Speaker
Description
For several years, considerable attention has been devoted to advancing high-sensitivity magnetic sensors to enhance measurement capabilities. A recent trend in this pursuit involves leveraging magnonic devices for sensor construction. While only a limited number of studies have produced and characterized such devices, initial performance outcomes appear promising.
These devices harness the spin wave propagation dependency on external magnetic fields. Typically, Yttrium Iron Garnet (YIG) serves as the magnetic material. The implementation of the sensor system involves several elements. A permanent magnetic field must saturate the material. An rc current passing through an exciting antenna generates spin waves by locally causing a precession of the magnetic moment. A receiving antenna is used to capture the propagated spin wave. A representation of the observed external magnetic field is obtained by demodulating the received signal.

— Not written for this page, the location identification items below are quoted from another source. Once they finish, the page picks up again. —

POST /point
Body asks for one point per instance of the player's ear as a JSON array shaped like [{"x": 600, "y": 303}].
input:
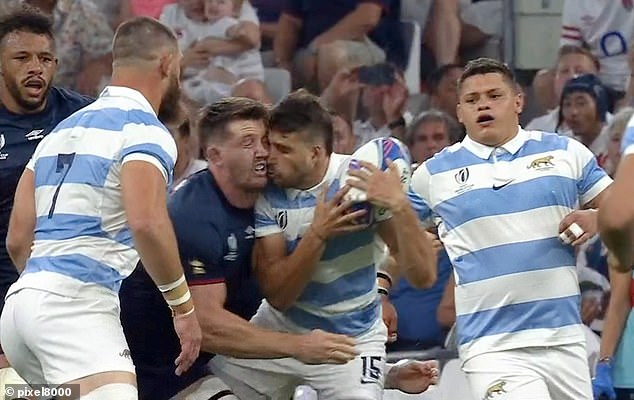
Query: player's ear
[
  {"x": 165, "y": 64},
  {"x": 459, "y": 113},
  {"x": 212, "y": 153},
  {"x": 519, "y": 99}
]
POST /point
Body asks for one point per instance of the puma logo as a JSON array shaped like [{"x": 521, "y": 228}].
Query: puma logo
[
  {"x": 494, "y": 390},
  {"x": 545, "y": 161}
]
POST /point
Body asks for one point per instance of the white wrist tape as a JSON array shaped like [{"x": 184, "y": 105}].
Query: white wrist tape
[
  {"x": 572, "y": 233},
  {"x": 181, "y": 300},
  {"x": 171, "y": 286}
]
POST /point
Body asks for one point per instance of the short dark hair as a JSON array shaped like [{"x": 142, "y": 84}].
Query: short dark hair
[
  {"x": 302, "y": 113},
  {"x": 433, "y": 81},
  {"x": 213, "y": 119},
  {"x": 139, "y": 38},
  {"x": 573, "y": 49},
  {"x": 26, "y": 19},
  {"x": 481, "y": 66}
]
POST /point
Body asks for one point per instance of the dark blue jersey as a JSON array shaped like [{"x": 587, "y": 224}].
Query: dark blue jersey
[
  {"x": 19, "y": 136},
  {"x": 215, "y": 240}
]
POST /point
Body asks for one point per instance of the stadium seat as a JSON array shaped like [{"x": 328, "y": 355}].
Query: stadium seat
[
  {"x": 277, "y": 82},
  {"x": 411, "y": 34}
]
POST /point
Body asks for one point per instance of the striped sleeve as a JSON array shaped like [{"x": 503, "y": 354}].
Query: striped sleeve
[
  {"x": 570, "y": 31},
  {"x": 591, "y": 179},
  {"x": 419, "y": 195},
  {"x": 146, "y": 139},
  {"x": 265, "y": 222}
]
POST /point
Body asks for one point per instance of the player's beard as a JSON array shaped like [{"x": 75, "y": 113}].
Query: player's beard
[
  {"x": 169, "y": 111},
  {"x": 27, "y": 104}
]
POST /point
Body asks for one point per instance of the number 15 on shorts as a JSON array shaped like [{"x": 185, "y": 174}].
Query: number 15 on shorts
[{"x": 372, "y": 368}]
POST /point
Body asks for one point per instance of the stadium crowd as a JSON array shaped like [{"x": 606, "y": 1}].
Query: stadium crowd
[{"x": 250, "y": 211}]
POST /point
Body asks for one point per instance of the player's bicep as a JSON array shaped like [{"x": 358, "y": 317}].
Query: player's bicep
[
  {"x": 387, "y": 231},
  {"x": 268, "y": 251},
  {"x": 22, "y": 221},
  {"x": 208, "y": 299},
  {"x": 206, "y": 296}
]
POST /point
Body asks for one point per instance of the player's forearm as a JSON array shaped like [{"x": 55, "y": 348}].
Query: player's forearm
[
  {"x": 416, "y": 257},
  {"x": 286, "y": 279},
  {"x": 617, "y": 229},
  {"x": 228, "y": 334},
  {"x": 19, "y": 255},
  {"x": 354, "y": 26},
  {"x": 616, "y": 316}
]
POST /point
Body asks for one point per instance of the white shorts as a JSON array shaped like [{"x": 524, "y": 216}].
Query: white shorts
[
  {"x": 53, "y": 339},
  {"x": 361, "y": 378},
  {"x": 532, "y": 373}
]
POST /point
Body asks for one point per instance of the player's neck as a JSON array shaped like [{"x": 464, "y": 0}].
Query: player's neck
[
  {"x": 133, "y": 79},
  {"x": 235, "y": 195},
  {"x": 589, "y": 137},
  {"x": 8, "y": 102}
]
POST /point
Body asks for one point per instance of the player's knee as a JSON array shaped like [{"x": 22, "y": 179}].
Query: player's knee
[{"x": 119, "y": 391}]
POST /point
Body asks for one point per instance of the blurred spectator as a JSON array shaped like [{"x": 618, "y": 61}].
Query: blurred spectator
[
  {"x": 111, "y": 9},
  {"x": 233, "y": 56},
  {"x": 431, "y": 131},
  {"x": 317, "y": 38},
  {"x": 385, "y": 108},
  {"x": 83, "y": 38},
  {"x": 616, "y": 129},
  {"x": 223, "y": 73},
  {"x": 186, "y": 162},
  {"x": 269, "y": 12},
  {"x": 583, "y": 108},
  {"x": 443, "y": 88},
  {"x": 418, "y": 328},
  {"x": 136, "y": 8},
  {"x": 606, "y": 28},
  {"x": 481, "y": 31},
  {"x": 572, "y": 61},
  {"x": 343, "y": 140}
]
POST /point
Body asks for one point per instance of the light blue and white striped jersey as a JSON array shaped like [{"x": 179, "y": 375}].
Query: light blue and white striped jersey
[
  {"x": 341, "y": 296},
  {"x": 82, "y": 240},
  {"x": 627, "y": 143},
  {"x": 498, "y": 213}
]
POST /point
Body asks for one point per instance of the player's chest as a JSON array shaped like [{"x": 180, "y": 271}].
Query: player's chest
[
  {"x": 237, "y": 243},
  {"x": 529, "y": 182}
]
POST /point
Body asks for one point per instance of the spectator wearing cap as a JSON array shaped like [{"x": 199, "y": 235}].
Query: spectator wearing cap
[
  {"x": 583, "y": 108},
  {"x": 572, "y": 61},
  {"x": 317, "y": 38}
]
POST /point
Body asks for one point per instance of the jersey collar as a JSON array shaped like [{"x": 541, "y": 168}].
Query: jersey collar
[{"x": 483, "y": 151}]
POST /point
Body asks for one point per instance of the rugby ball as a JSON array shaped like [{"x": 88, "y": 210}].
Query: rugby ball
[{"x": 378, "y": 152}]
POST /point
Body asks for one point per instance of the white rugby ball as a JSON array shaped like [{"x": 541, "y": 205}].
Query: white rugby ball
[{"x": 378, "y": 152}]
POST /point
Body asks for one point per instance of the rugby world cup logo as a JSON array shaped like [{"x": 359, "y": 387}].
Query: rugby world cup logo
[{"x": 462, "y": 176}]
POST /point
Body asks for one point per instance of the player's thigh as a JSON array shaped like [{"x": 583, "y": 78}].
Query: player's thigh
[
  {"x": 360, "y": 379},
  {"x": 505, "y": 375},
  {"x": 251, "y": 379},
  {"x": 17, "y": 320},
  {"x": 80, "y": 337},
  {"x": 208, "y": 387},
  {"x": 567, "y": 371}
]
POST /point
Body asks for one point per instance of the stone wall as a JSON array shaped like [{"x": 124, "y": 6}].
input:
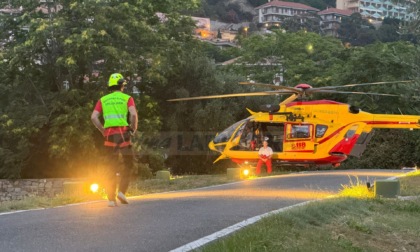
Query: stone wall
[{"x": 22, "y": 188}]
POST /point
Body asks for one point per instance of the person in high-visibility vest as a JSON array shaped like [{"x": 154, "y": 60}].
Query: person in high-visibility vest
[
  {"x": 120, "y": 123},
  {"x": 264, "y": 154}
]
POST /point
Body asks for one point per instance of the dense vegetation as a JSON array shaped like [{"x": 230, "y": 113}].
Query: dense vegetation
[{"x": 54, "y": 67}]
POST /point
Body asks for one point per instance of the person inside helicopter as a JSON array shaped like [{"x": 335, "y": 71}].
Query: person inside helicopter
[{"x": 246, "y": 138}]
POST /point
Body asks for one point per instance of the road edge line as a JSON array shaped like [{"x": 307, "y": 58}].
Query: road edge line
[{"x": 226, "y": 231}]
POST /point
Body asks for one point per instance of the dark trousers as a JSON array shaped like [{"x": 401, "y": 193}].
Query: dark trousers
[{"x": 116, "y": 171}]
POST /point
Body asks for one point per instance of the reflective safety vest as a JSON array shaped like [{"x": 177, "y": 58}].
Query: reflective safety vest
[{"x": 115, "y": 110}]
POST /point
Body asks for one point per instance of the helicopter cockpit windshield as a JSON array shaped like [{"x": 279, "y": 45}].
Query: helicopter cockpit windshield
[{"x": 225, "y": 135}]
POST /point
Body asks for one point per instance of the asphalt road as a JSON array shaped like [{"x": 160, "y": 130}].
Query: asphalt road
[{"x": 162, "y": 222}]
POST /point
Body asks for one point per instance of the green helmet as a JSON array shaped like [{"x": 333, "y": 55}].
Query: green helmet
[{"x": 116, "y": 79}]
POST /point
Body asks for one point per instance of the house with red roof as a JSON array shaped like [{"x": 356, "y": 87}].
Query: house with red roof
[
  {"x": 274, "y": 12},
  {"x": 331, "y": 20}
]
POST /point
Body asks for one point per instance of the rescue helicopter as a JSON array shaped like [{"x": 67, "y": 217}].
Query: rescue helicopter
[{"x": 304, "y": 132}]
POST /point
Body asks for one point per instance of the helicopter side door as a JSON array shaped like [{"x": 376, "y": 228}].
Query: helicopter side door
[{"x": 299, "y": 137}]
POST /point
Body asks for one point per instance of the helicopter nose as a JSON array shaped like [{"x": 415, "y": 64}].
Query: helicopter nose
[
  {"x": 218, "y": 147},
  {"x": 212, "y": 147}
]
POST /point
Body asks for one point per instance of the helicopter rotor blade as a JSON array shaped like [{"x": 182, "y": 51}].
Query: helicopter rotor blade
[
  {"x": 290, "y": 99},
  {"x": 296, "y": 90},
  {"x": 231, "y": 95},
  {"x": 358, "y": 85},
  {"x": 349, "y": 92}
]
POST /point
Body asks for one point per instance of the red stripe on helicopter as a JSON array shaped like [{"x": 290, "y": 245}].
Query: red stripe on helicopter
[
  {"x": 301, "y": 151},
  {"x": 346, "y": 145},
  {"x": 387, "y": 122},
  {"x": 321, "y": 161},
  {"x": 319, "y": 102},
  {"x": 331, "y": 135}
]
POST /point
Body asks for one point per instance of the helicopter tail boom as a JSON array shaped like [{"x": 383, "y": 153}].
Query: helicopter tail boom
[{"x": 395, "y": 122}]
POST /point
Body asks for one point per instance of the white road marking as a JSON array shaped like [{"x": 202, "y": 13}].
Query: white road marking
[{"x": 224, "y": 232}]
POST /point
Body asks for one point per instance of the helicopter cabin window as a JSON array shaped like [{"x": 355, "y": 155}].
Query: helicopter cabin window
[
  {"x": 225, "y": 135},
  {"x": 299, "y": 131},
  {"x": 320, "y": 130},
  {"x": 351, "y": 131},
  {"x": 252, "y": 135}
]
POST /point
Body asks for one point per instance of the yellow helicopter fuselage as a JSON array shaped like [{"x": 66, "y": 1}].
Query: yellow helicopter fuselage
[{"x": 306, "y": 133}]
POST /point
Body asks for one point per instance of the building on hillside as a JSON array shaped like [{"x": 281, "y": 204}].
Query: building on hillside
[
  {"x": 377, "y": 10},
  {"x": 202, "y": 29},
  {"x": 274, "y": 12},
  {"x": 331, "y": 20},
  {"x": 217, "y": 33}
]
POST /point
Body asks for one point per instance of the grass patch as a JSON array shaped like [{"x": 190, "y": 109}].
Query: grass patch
[
  {"x": 355, "y": 221},
  {"x": 410, "y": 184},
  {"x": 45, "y": 202},
  {"x": 342, "y": 224}
]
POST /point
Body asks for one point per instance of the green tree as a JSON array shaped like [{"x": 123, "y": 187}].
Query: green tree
[{"x": 77, "y": 43}]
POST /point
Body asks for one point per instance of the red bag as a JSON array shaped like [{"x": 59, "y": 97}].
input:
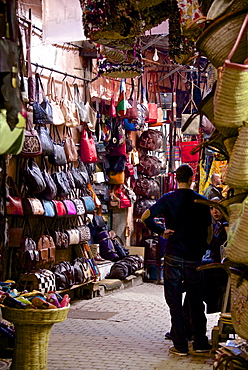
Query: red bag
[
  {"x": 186, "y": 147},
  {"x": 88, "y": 153},
  {"x": 60, "y": 208}
]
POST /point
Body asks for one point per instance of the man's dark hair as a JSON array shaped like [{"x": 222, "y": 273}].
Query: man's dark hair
[{"x": 183, "y": 173}]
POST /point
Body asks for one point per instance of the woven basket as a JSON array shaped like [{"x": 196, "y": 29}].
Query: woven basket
[
  {"x": 236, "y": 175},
  {"x": 221, "y": 7},
  {"x": 217, "y": 40},
  {"x": 237, "y": 239},
  {"x": 32, "y": 332},
  {"x": 239, "y": 305}
]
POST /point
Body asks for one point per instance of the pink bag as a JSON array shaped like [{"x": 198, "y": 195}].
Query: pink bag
[{"x": 88, "y": 153}]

Optimizing this system necessitates the development of a comprehensive model. However, existing physical models primarily focus on spin wave propagation and generation. Our proposed approach adopts a holistic, systemic perspective, treating the sensor element as a four-port coupler (Fig. 1a). This model underscores the intrinsic symmetries of the sensing element and the non-reciprocal nature of spin wave propagation. Notably, our work presents a unified model that accounts for spin wave propagation within microstructured YIG, as well as spin wave reflections along YIG edges, facilitating the assessment of each parameter's impact on the overall system response.
This work presents our latest advancements in the field. Several systems and configurations have been tested, enabling the characterization of various parameters of the couplers. An example of non-reciprocal transmission is provided in Fig. 1b. These results were used to explore new ways to optimize the magnonic sensor.
Fig. 1 a) YIG material and associated antennas, as a four-port network ($a_{e}$ and $b_{e}$ represent incident and reflected power electric wave, $a_m$ and $b_m$ magnetic wave). b) Amplitude of non-reciprocal transmission parameters vs. frequency for a magnetic field $+B_{0}$ (pink), $-B_{0}$ (green), no field (blue), and for antennas alone (red).